What, really, are the main dangers in traditional life? We shall see that lions and crocodiles are only part of the answer. As for reactions to dangers, we modern people sometimes respond rationally by adopting measures effective at minimizing the dangers, but in other cases we respond “irrationally” and ineffectively, e.g. by denial, or else by prayer and other religious practices. How do traditional peoples respond to dangers? I shall discuss what seem to me to be the four main groups of dangers faced by traditional peoples: environmental hazards, human violence, infectious and parasitic diseases, and starvation. The first two of those groups are still major problems in modern Western societies, the third and especially the fourth less so (although they are still important in other parts of the modern world). Then I’ll briefly mention ways in which our assessments of risks are distorted, such that we overreact to pesticides and underreact to surgery.

Accidents

When we imagine the dangers facing traditional societies, our first association is likely to be with lions and other environmental hazards. In reality, for most traditional societies environmental dangers rank only third as a cause of death, behind disease and human violence. But environmental dangers exert a bigger effect on people’s behavior than do diseases, because for environmental dangers the relation between cause and effect is much quicker and more easily perceived and understood.

Table 8.1 lists the main reported causes of accidental death or injury for seven traditional peoples for whom summaries are available. All seven live in or near the tropics and practise at least some hunting and gathering, but two (New Guinea Highlanders and the Kaulong) obtain most of their calories by farming.
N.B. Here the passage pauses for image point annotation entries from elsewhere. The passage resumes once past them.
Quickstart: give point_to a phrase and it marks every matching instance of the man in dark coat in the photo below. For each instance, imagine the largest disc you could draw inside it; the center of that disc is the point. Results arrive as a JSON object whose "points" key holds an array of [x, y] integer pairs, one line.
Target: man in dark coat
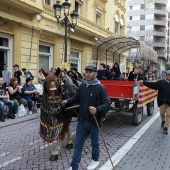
{"points": [[163, 87], [103, 73], [93, 99]]}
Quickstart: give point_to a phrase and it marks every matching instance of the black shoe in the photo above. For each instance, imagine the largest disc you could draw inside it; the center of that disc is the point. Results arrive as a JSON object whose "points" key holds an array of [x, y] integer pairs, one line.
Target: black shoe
{"points": [[11, 116], [162, 124], [165, 130], [2, 119]]}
Obviously, different traditional peoples must face different dangers related to their different environments. For instance, drowning and being carried out to sea on an ice floe are risks for the Inuit of the Arctic coast but not for the !Kung of the Kalahari Desert, while being struck by a toppling tree and being bitten by a poisonous snake are risks for Aka Pygmies and the Ache but not for the Inuit. Falling into a collapsing underground cavern is a risk for the Kaulong but for none other of the seven tabulated groups, because only the Kaulong live in an environment with many thinly roofed sinkholes. Obviously too, Table 8.1 lumps together the differences between sexes and age classes within a society: accidents kill more men than women among the Ache, the !Kung, and many other peoples, not only because hunting animals by men poses more dangers than does plant gathering by women, but also because men tend to be more risk-seeking than are women. But Table 8.1 still suffices to suggest some conclusions.
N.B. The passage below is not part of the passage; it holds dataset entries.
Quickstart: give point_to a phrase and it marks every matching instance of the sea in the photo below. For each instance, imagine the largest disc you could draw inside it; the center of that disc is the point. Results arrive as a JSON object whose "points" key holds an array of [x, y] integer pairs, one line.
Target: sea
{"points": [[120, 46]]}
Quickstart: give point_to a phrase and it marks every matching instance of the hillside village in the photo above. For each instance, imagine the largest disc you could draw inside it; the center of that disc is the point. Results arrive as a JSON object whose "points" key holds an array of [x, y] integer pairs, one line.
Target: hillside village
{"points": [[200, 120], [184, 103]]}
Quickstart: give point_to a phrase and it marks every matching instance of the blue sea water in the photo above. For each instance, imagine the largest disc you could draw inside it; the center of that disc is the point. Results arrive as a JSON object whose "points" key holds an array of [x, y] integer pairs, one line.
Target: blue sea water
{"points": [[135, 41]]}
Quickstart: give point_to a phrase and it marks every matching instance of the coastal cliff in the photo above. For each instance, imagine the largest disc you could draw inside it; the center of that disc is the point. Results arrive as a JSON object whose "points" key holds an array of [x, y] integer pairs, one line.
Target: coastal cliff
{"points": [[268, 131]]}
Table 8.1. Causes of accidental death and injury

Ache (Paraguay) 1. Poisonous snakes. 2. Jaguars, lightning, getting lost. 3. Tree-fall, falling from tree, infected insect bites and thorn scratches, fire, drowning, exposure, cut by ax.
!Kung (Southern Africa) 1. Poisoned arrows. 2. Fire, large animals, poisonous snakes, falling from tree, infected thorn scratch, exposure. 3. Getting lost, lightning.
Aka Pygmies (Central Africa) Falling from tree, tree-fall, large animals, poisonous snakes, drowning.
New Guinea Highlands 1. Fire, tree-fall, infected insect bites and thorn scratches. 2. Exposure, getting lost.
Fayu (New Guinea lowlands) Scorpions and spiders, poisonous snakes, pigs and crocodiles, fire, drowning.
Kaulong (New Britain) 1. Tree-fall. 2. Falling from tree, drowning, cut by ax or knife, collapse of underground cavern.
Agta (Philippines) Tree-fall, falling from tree, drowning, hunting and fishing accidents.